Hi I have this dataset here: diagnoses_2_or_more and diagnoses_3_or_more are categorical where 1 indicates yes and 0 indicates no.
id <- c(1,2,3,4,5,6,7)
grp <- c("1","1","1","2","2","3","3")
diagnosis_2_or_more <- c(1,1,0,1,0,1,0)
diagnosis_3_or_more <- c(1,0,1,1,1,0,1)
df <- data.frame(id,grp,diagnosis_2_or_more,diagnosis_3_or_more)
I want to calculate the percentage of people who have 2 or more diagnoses and who have 3 or more diagnoses for each group.
The desired dataset would look like this:
id <- c(1,2,3,4,5,6,7)
grp <- c("1","1","1","2","2","3","3")
diagnosis_2_or_more <- c(1,1,0,1,0,1,0)
diagnosis_3_or_more <- c(1,0,1,1,1,0,1)
perc_2_or_more <- c(0.67,0.67,0.67,0.5,0.5,0.5,0.5)
perc_3_or_more <- c(0.67,0.67,0.67,0.5,1,0.5,0.5)

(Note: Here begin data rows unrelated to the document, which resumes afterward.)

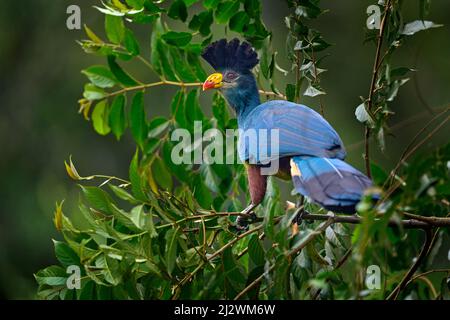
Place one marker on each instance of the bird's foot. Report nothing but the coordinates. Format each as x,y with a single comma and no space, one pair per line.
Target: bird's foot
246,217
299,214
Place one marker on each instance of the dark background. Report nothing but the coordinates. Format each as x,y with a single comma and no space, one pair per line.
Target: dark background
40,83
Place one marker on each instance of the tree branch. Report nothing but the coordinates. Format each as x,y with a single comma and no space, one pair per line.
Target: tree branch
423,254
376,67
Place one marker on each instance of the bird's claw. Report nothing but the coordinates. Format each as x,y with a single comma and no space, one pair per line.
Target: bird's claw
298,218
243,221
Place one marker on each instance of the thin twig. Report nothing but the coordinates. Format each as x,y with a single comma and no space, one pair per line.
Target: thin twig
321,228
372,86
422,255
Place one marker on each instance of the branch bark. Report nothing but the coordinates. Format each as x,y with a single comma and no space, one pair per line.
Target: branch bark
376,67
423,254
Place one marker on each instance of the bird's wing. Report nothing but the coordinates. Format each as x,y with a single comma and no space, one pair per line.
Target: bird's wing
301,132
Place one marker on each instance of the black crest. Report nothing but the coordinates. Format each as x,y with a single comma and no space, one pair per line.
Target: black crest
231,55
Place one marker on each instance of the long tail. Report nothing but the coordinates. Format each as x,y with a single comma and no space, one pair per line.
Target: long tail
331,183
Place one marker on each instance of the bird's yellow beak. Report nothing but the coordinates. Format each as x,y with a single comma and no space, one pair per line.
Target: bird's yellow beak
214,81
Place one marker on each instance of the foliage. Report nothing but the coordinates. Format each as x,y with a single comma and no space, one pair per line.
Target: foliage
168,230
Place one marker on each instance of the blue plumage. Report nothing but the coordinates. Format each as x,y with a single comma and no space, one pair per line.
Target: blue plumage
314,148
302,131
332,183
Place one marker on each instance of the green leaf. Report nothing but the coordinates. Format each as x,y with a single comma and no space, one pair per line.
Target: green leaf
178,10
239,21
225,10
181,67
91,35
100,117
51,276
210,178
92,92
117,116
177,107
130,43
290,92
98,199
135,178
143,220
161,174
171,249
253,8
192,107
138,122
157,126
201,192
65,254
220,110
178,39
110,270
418,25
379,176
256,251
122,194
100,76
313,91
115,28
123,77
362,115
210,4
202,22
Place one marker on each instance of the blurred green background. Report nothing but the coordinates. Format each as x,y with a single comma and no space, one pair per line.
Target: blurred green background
40,83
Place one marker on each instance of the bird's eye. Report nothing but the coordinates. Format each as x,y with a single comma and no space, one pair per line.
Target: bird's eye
231,75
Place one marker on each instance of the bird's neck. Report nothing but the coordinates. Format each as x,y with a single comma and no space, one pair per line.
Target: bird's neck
243,99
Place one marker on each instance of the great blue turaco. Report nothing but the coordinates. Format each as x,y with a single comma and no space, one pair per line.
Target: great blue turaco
310,152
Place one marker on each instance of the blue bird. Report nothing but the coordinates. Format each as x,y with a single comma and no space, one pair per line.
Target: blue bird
310,151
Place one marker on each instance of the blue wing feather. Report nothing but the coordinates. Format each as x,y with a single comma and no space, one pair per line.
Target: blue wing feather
302,131
332,183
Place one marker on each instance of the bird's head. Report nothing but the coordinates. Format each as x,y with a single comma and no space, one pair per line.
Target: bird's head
233,62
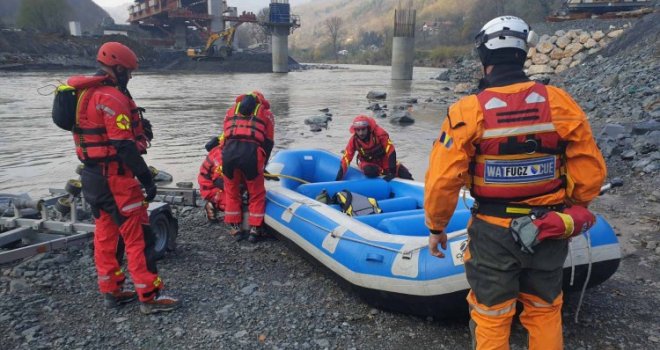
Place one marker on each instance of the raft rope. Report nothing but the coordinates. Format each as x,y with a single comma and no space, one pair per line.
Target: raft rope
287,177
405,254
586,281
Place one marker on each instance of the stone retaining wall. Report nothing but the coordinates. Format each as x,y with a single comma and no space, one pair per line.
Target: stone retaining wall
566,49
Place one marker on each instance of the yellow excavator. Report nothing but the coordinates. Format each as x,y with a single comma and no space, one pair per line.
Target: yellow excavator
210,51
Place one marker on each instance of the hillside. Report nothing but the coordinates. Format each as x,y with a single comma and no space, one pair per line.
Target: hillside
86,12
450,22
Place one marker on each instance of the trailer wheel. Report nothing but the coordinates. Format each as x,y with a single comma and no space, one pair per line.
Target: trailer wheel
164,233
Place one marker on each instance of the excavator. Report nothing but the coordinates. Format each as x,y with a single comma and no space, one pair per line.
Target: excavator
210,51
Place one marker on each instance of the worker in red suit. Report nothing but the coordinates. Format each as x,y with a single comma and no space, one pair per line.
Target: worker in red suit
110,135
249,139
375,151
210,179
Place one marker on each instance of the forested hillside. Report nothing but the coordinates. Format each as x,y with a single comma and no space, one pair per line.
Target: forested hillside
52,13
366,26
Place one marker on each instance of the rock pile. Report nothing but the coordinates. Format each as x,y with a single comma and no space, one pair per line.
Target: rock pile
566,49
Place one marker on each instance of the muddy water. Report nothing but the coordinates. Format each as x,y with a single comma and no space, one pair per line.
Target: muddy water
186,110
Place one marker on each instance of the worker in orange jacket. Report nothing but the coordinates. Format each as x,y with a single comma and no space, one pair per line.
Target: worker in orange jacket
249,139
520,147
210,179
375,151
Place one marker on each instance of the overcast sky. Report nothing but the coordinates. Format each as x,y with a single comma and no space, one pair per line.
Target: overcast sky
243,5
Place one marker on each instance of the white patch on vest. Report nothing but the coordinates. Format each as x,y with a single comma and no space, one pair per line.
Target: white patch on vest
520,171
534,98
495,103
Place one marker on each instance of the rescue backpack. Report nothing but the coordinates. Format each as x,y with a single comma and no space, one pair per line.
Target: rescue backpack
64,107
355,204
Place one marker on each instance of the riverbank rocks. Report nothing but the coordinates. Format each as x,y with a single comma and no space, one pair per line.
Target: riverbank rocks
376,95
566,49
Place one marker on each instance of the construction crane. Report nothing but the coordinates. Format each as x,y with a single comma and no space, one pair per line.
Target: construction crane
210,51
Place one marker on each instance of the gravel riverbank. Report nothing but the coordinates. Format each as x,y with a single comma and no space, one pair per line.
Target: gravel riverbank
244,296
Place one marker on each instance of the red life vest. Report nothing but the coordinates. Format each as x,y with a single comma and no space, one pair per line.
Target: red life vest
210,170
89,132
520,155
250,128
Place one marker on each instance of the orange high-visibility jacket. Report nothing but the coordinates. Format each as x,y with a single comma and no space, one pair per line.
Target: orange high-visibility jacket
463,129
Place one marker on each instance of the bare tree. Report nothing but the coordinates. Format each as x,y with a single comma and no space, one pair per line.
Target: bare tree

df <- data.frame(id,grp,diagnosis_2_or_more,diagnosis_3_or_more,perc_2_or_more,perc_3_or_more)
For example for group 1, percentage of people who have 2 or more diagnoses would be calculated as 2/3 (2: number of people who have 2 or more diagnoses [coded as 1], total people in group 1: 3).
Is there a way to do this with group by and summarize or by any other way?
I would appreciate all the help there is! Thanks!!!